Взгляд. Часть 2. Глава 30

2 0 0
                                    

***

Мамы не стало. Мне об этом долго не говорили. Просто берегли меня. Ведь я весело и счастливо жил в своём летнем санаторном лагере, подружился со всеми ребятами и нашими воспитателями. Беззаботно проводил лето в красивом и тихом «райском уголке», как называла наш лагерь директриса Аннаиванна. Конечно, я скучал по маме и по Моряку, по нашим соседям и поселковским пацанам. Но в лагере было здорово! Было так непривычно хорошо, не было никакой опасности, угрозы, страха. Не было тревоги. А это дорогого стоит, оказывается. Но тогда я наслаждался впервые в жизни этой негой безделья и покоя. Это было так же хорошо, как в той самой больнице с дедом Морозом и Светланой Захаровной, но только ещё лучше. Здесь всегда было солнце, много света, тепла и непривычной глазу красоты. Как это было радостно, приятно, даже немного волнительно засыпать и просыпаться с ощущением бесконечного счастья. Какое это было счастье!

Все это понимали и не говорили про маму. Ничего не говорили, чтобы не отнимать у меня это счастливое время, чтобы не лишить меня единственного беспечного и фантастического лета в моей жизни. Не говорили, понимая, что детство закончится для меня, как только эти слова – слова о её смерти – упадут на меня, на меня – живого и счастливого, обрушаться на меня, любившего в своей жизни единственного человека – её, мою маму.

Понимали, что подробности её гибели мне не нужны. Ведь мамы не стало, её больше не было на этой земле. Так какая разница, как и почему она умерла. Я дышал воздухом, которым она уже не дышит, я видел солнце, которое она уже не видит, я чувствовал, ощущал, понимал всё, что есть у меня в жизни, а у неё нет этой самой жизни. Была и нет. И вот теперь, казалось бы, ничего не изменилось на этой земле с её уходом. Ведь жизнь продолжалась. Но нет, очень даже изменилось. Земля осиротела ровно на одного, на того, кто вдохнёт её воздуха, полюбуется её солнцем, насладится её теплым летним ветерком, прислушается к щебету её птиц, намочит её утренней росой свои ноги, а ночью, всматриваясь в восхитительное сияющее небо в поисках самой большой и самой красивой звезды, тихо помолится о здоровье и счастье своего единственного сына, которого любит самозабвенно и обречённо. Земля осиротела.

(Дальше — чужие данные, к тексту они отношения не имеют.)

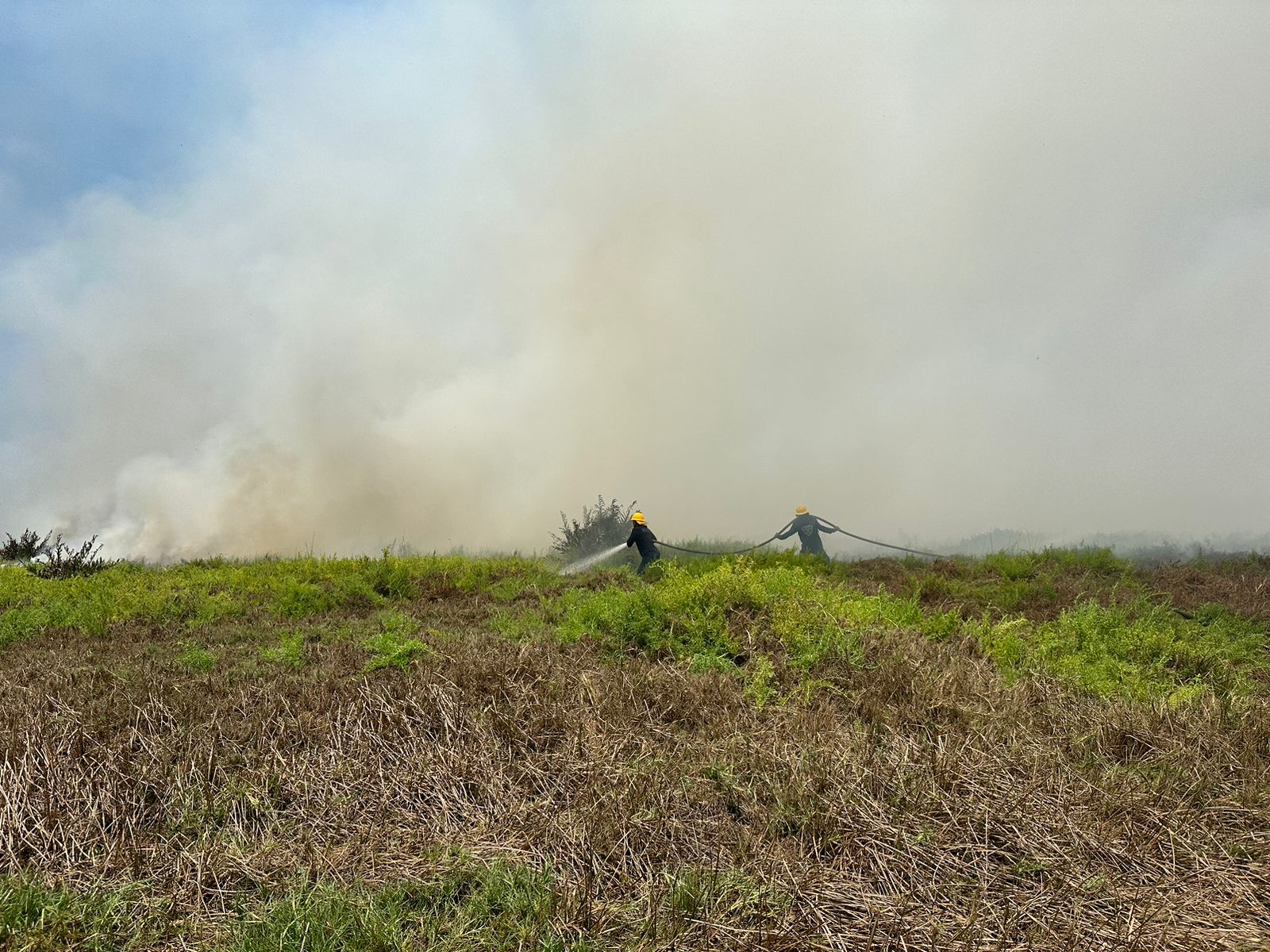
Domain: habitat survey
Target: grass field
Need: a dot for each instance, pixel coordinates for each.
(1026, 752)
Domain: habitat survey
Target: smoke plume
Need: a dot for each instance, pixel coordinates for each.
(926, 268)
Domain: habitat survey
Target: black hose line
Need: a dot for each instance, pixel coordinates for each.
(775, 535)
(702, 551)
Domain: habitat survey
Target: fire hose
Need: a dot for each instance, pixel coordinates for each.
(776, 535)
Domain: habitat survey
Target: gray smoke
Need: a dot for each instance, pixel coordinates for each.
(926, 268)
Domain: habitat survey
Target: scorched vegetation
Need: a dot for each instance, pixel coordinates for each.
(1047, 752)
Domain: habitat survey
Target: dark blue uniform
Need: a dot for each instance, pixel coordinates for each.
(808, 528)
(643, 539)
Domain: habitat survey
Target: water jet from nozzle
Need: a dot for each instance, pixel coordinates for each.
(583, 564)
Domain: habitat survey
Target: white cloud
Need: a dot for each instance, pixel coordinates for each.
(456, 271)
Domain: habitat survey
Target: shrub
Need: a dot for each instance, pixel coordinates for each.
(61, 562)
(290, 651)
(394, 647)
(601, 527)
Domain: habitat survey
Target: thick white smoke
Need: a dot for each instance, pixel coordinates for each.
(929, 270)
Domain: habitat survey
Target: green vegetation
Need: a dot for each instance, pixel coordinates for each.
(394, 645)
(200, 594)
(766, 752)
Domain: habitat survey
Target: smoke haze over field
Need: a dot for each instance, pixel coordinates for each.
(448, 270)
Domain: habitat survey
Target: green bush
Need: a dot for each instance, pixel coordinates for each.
(1141, 651)
(196, 659)
(394, 645)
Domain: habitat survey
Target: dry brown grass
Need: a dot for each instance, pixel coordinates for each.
(914, 803)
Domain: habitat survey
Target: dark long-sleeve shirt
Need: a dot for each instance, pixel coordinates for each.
(808, 528)
(643, 537)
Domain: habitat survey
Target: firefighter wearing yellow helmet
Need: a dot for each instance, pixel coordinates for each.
(643, 537)
(808, 528)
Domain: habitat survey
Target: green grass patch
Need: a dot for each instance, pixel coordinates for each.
(196, 594)
(394, 645)
(35, 918)
(196, 659)
(1142, 651)
(704, 609)
(289, 653)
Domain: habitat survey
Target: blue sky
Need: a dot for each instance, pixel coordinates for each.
(341, 262)
(117, 97)
(120, 94)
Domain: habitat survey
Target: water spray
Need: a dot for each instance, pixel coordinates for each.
(583, 564)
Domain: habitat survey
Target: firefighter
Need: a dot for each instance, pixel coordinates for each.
(643, 537)
(808, 528)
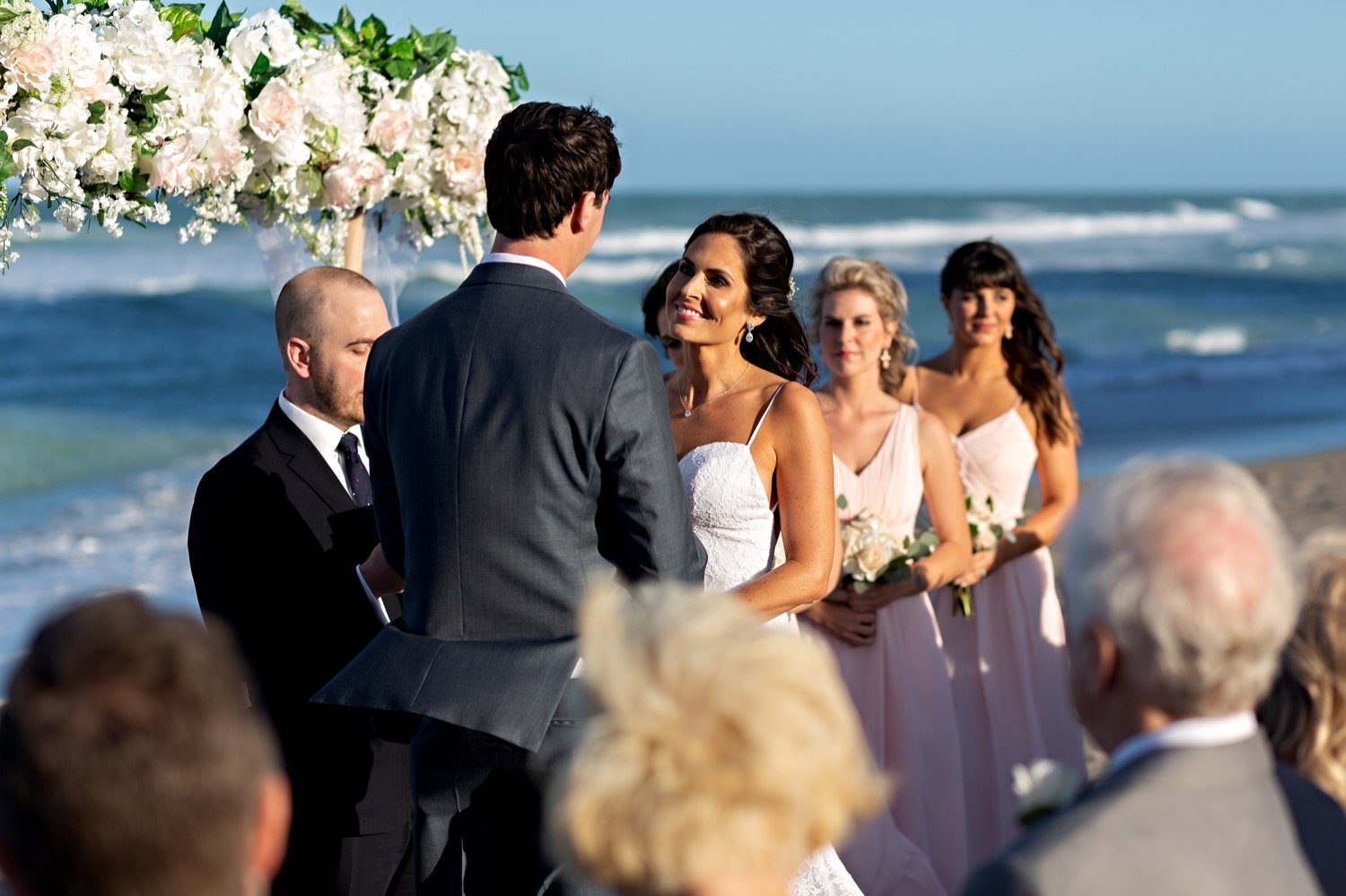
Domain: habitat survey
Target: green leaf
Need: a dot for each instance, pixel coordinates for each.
(373, 30)
(185, 18)
(438, 46)
(346, 39)
(303, 22)
(260, 66)
(400, 69)
(221, 26)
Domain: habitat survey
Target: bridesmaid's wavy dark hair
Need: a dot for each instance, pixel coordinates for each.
(1036, 361)
(778, 344)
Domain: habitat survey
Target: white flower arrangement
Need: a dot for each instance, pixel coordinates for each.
(109, 108)
(872, 553)
(1044, 786)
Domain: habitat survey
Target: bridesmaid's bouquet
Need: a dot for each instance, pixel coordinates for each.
(871, 552)
(985, 535)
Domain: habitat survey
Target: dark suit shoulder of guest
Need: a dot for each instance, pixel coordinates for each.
(519, 446)
(274, 544)
(1192, 822)
(1321, 825)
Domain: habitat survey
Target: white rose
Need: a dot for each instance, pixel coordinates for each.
(31, 67)
(171, 167)
(392, 126)
(1042, 787)
(275, 110)
(352, 179)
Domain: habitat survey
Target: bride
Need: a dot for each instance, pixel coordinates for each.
(751, 444)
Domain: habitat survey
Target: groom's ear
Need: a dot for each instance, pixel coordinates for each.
(586, 212)
(298, 357)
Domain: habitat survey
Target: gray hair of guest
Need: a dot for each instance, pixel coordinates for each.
(1187, 564)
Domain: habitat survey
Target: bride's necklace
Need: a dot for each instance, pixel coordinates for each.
(686, 408)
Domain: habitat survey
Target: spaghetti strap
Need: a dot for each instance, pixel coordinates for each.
(765, 412)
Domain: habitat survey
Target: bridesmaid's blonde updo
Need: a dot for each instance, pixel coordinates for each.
(888, 295)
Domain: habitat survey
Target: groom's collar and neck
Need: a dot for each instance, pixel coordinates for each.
(562, 250)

Аннаиванна подошла ко мне в тот момент, когда я выносил свой чемодан из корпуса.

– Уже собрался, Нико? – спросила она не своим обычным звонким голосом, а каким-то глухим, ненастоящим.

– Я же всегда первый, Аннаиванна! Собрался, да. Я хотел ещё вон там цветов нарвать для мамы, можно? – и я показал рукой на поляну, где росли васильки, много-много васильков. – У моей мамы глаза как васильки, синие! Она обрадуется! Можно, а?

– Можно, Нико. – Аннаиванна села как подкошенная на скамейку возле корпуса и почему-то резко отвернулась от меня.

Я вернулся с букетом васильков, подошёл к директрисе и стал доставать из кармана носовой платок, чтобы перевязать им цветы. Но Аннаиванна взяла меня за руку и сказала:

– Нико, у меня для тебя печальная новость. Я должна тебе кое-что сказать. – Она поднялась со скамейки и обняла меня за плечи.

– Да? Аннаиванна.

– Нико, твоей мамы больше нет, она умерла, мне очень жаль, дорогой Нико.

Васильки рассыпались голубым ковром у моих ног. Потухло солнце. Все звуки превратились в звенящую тишину. В этот миг для меня закончилось всё. Всё, что я доселе называл своей жизнью.